The median price of an existing single-family home rose from a year earlier in 163 of the 176 areas measured, the National Association of Realtors said in a report Tuesday. It was an improvement from the first quarter, when 85 percent of metropolitan areas had price increases.

The widespread gains underscore how the housing market strengthened across the country in the key spring selling season, with price increases magnified by buyer competition for a tight supply of properties. Sales of existing homes climbed to an eight-year high in June, bolstered by an improving labor market, rising household formation and low mortgage rates.

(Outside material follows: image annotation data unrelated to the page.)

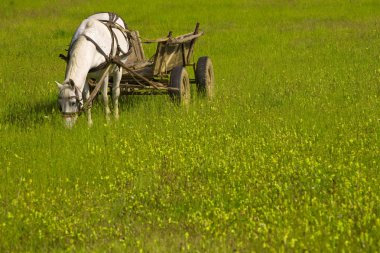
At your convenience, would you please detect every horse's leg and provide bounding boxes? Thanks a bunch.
[112,68,122,119]
[83,82,92,126]
[102,74,111,121]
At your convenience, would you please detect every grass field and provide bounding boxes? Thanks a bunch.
[0,0,380,252]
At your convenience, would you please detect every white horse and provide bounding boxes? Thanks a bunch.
[56,13,129,127]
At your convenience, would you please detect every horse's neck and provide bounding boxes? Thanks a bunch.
[65,38,97,91]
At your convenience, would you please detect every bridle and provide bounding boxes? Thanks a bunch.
[58,85,84,118]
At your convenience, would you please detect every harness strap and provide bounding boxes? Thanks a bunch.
[83,34,110,62]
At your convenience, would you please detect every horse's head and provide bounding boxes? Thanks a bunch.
[56,79,83,127]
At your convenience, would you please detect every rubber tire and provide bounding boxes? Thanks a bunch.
[195,56,215,98]
[169,66,191,105]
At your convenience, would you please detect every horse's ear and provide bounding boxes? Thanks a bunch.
[55,81,62,89]
[69,79,75,87]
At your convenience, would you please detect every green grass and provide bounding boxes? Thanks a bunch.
[0,0,380,252]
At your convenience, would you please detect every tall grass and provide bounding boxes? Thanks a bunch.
[0,0,380,252]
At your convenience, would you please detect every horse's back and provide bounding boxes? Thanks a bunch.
[70,12,126,45]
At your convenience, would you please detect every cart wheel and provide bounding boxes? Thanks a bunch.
[169,66,190,105]
[195,56,214,98]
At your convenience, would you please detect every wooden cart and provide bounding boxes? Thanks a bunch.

“There are folks who have been waiting a long time to make a move, who have been running out of space for a long time,” said Mark Vitner, senior economist at Wells Fargo Securities in Charlotte, North Carolina. “Now that we’re making progress in the quality of jobs, and not just the number, they’re getting enough confidence to make that decision.”

The national median single-family home price reached a record $229,400 in the second quarter, up 8.2 percent from a year earlier. That surpassed the $227,600 peak set in the third quarter of 2005.

The best-performing areas in the second quarter were Palm Bay and Port St. Lucie, where the median price jumped 20 percent from a year earlier, followed by Sebastian and Vero Beach, Florida, with a 19 percent gain. Prices climbed 17 percent in Raleigh, North Carolina, and 16 percent in Greensboro and High Point, also in North Carolina.

Price Declines

Thirteen areas posted declines, led by Cumberland, Maryland, where the median price fell 17 percent. Bridgeport, Connecticut, had a 5.6 percent drop and Kingston, New York, was down 5.3 percent. New Haven, Connecticut, was No. 4, with a loss of 5 percent.

The supply of homes for sale averaged 5.1 months from April through June, data from the Realtors association show. Six months of inventory is considered a balanced market, according to Lawrence Yun, chief economist of the group.

“Steady rent increases, the slow rise in mortgage rates and stronger local job markets fueled demand throughout most of the country this spring,” Yun said in Tuesday’s report. “While this led to a boost in sales paces not seen since before the downturn, overall supply failed to keep up and pushed prices higher in a majority of metro areas.”